Stronger Bones and Better Health: The Power of Protein, Coffee, and Tea
Source: J Clinical Nutrition (2022)
Lifestyle Medicine Update (November 15, 2022)
Introduction:
A recent study, published in the Journal of Nutrition in December 2022, has uncovered an essential formula for healthier bones, especially for women as they age. This comprehensive research, known as The UK Women’s Cohort Study, which followed over 26,000 women aged 35 to 69 for a significant 22.3 years, provides valuable insights into bolstering bone health and reducing the risk of hip fractures.
Protein: The Bone’s Best Friend
The study’s findings are clear: women should consider increasing their daily protein intake by an extra 25 grams to fortify their bones and lower the risk of hip fractures. Throughout the 22-year study period, women who added this additional protein to their daily diet exhibited a remarkable 14% reduction in the risk of hip fractures.

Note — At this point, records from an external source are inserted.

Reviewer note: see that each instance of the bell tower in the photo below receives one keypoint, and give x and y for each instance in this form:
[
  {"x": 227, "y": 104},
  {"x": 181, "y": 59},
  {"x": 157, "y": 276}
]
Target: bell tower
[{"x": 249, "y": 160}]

It’s a well-known fact that many women, especially as they grow older, fall short of the recommended daily protein intake. The current Recommended Dietary Allowance (RDA) for protein is set at 0.8 grams per kilogram of body weight. However, numerous experts believe that this level is somewhat conservative. Many advocate for a protein intake of at least one gram for every kilogram of body weight, ensuring optimal bone density, muscle tissue preservation, robust immune system function (since antibodies are made of protein), and more. Unfortunately, most women do not meet these protein intake recommendations.
But there’s good news – it’s easier than you might think to incorporate this extra 25 grams of protein into your daily routine. One delicious option is a whey protein shake, which can be enjoyed four to five times a week. Whey protein boasts a high biological value, making it highly effective for supporting muscle and bone protein synthesis, as well as immune function.
In addition, there are several protein-rich, low-fat, and low-cholesterol foods you can turn to. A single serving of chicken or turkey breast contains approximately 25 grams of protein. Alternatively, you could opt for three to four egg whites or indulge in 10 to 12 ounces of non-fat Greek yogurt. A 3.5-ounce salmon steak also delivers the same protein punch, with the added bonus of healthy omega-3 fats. If you’re following a plant-based diet or simply looking to incorporate more plant-based options, 100 grams of tofu provides 17 grams of protein. Tofu is an excellent choice for vegans and those striving for a more plant-based lifestyle.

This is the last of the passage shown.